Рыжий с двумя партизанами подняли кровать:
– Побеспокоить, бабушка, придется.
Старуха онемела: ворочала глазами и, как рыба, открывала ввалившийся рот. Поднесли к венецианскому окну и раскачали. Вместе с двойной рамой все кувырнулось на мороз.
Выбросили и те два трупа.
– Эх, дураки… Холоду напустили, – сказал Зыков.
– Законопатить можно. Эвот сколько ковров, – ответил рыжий. – Эй, пошукай-ка, братцы, гвоздочков.
Зажгли все лампы.
– А внизу кто? – спросил Зыков.
– Приказчики да Мавра, стряпуха ихняя.
– Позвать стряпуху. – И сел на кресло.
Мавра была слегка подвыпивши. У самой двери она брякнулась на колени и поползла к Зыкову, голося басом:
– Ой ты, свет ты наш, ты ясен месяц… Батюшка, кормилец, не погуби… Разбойничек ангельский…
– Дура! Ты купчиха, что ли?
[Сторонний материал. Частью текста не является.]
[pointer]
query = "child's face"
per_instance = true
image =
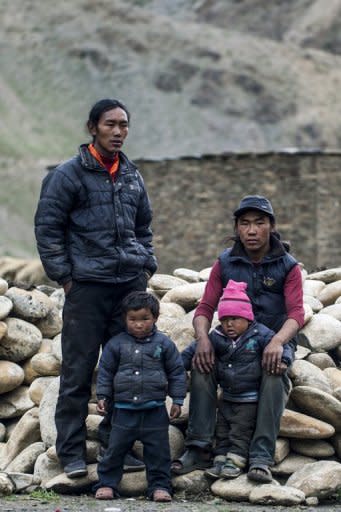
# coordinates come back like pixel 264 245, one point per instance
pixel 140 322
pixel 234 326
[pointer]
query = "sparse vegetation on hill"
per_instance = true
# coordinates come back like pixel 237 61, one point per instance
pixel 199 77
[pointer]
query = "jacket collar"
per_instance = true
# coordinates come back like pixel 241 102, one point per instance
pixel 252 329
pixel 89 161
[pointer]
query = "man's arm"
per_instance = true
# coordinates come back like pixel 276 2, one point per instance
pixel 143 229
pixel 293 293
pixel 203 359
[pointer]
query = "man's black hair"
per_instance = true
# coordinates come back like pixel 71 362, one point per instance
pixel 103 106
pixel 141 300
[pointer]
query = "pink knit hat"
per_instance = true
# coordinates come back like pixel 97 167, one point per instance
pixel 235 301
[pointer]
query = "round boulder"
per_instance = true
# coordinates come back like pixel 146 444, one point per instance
pixel 30 305
pixel 11 376
pixel 6 306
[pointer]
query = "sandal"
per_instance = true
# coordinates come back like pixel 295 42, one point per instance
pixel 190 461
pixel 230 470
pixel 161 496
pixel 260 473
pixel 104 493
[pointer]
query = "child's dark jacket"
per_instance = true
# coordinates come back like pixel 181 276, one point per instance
pixel 238 365
pixel 140 370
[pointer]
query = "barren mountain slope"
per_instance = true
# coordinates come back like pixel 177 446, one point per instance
pixel 200 76
pixel 193 77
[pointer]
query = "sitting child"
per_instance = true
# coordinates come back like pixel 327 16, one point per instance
pixel 138 368
pixel 238 344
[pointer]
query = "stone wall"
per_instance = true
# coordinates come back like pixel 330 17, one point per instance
pixel 193 200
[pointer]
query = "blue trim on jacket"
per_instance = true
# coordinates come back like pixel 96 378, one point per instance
pixel 238 364
pixel 265 281
pixel 90 228
pixel 139 370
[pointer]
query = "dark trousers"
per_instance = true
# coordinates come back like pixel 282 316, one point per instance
pixel 235 426
pixel 91 315
pixel 202 414
pixel 150 426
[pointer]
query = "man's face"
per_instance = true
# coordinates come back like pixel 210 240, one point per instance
pixel 110 132
pixel 234 326
pixel 253 229
pixel 140 322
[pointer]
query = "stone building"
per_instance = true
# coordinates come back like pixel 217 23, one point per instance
pixel 193 199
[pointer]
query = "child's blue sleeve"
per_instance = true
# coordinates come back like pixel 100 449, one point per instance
pixel 187 355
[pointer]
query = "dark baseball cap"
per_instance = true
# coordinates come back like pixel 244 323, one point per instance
pixel 259 203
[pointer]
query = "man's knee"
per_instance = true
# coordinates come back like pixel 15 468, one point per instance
pixel 203 382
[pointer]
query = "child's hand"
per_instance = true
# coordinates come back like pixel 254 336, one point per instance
pixel 175 411
pixel 102 407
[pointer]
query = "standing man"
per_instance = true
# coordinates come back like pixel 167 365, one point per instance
pixel 273 277
pixel 94 238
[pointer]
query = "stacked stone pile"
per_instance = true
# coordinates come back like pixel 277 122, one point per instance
pixel 308 449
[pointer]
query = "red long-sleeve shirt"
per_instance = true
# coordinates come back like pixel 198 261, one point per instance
pixel 292 293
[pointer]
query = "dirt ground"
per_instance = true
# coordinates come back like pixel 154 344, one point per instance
pixel 87 503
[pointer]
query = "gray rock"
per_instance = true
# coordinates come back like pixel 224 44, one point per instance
pixel 330 293
pixel 25 432
pixel 313 287
pixel 321 479
pixel 22 481
pixel 193 483
pixel 3 286
pixel 327 276
pixel 24 462
pixel 51 324
pixel 45 468
pixel 6 485
pixel 6 306
pixel 303 373
pixel 191 276
pixel 238 489
pixel 47 410
pixel 276 495
pixel 162 283
pixel 29 304
pixel 313 303
pixel 298 425
pixel 322 333
pixel 291 464
pixel 15 403
pixel 11 376
pixel 38 388
pixel 46 364
pixel 316 448
pixel 321 360
pixel 282 449
pixel 186 295
pixel 332 310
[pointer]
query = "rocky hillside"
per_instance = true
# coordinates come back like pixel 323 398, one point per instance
pixel 199 76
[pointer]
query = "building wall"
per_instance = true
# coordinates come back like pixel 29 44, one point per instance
pixel 193 200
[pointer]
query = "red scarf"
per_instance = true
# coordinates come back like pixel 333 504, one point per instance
pixel 110 165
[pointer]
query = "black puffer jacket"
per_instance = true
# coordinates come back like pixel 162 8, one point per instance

Встань…
– Верная раба твоя… Ой, батюшка, милый разбойничек… – и заревела в голос.
Зыков нахмурился, подхватил ее под пазухи:
– Жирная, а дура, – и посадил рядом с собой на диван.
– Ой, ой, – скосоротилась она и засморкалась. – Ничевошеньки я знать не знаю, ведать не ведаю… Хошь режь, хошь жги… А только что…
– Слушай…
– Не буду у них, у проклятых буржуев, жить.
– Да слушай же…
– Знать не знаю, ведать не ведаю… Разбойничек ты мой хороший…
– Молчи, сволочь!. – внезапно вскочив, затряс Зыков под самым ее носом кулаками. – Срамных! Растолкуй ей, чтоб на двадцать ртов ужин сготовила… Да повкусней… А баня готова? Фу-у черт, дура баба.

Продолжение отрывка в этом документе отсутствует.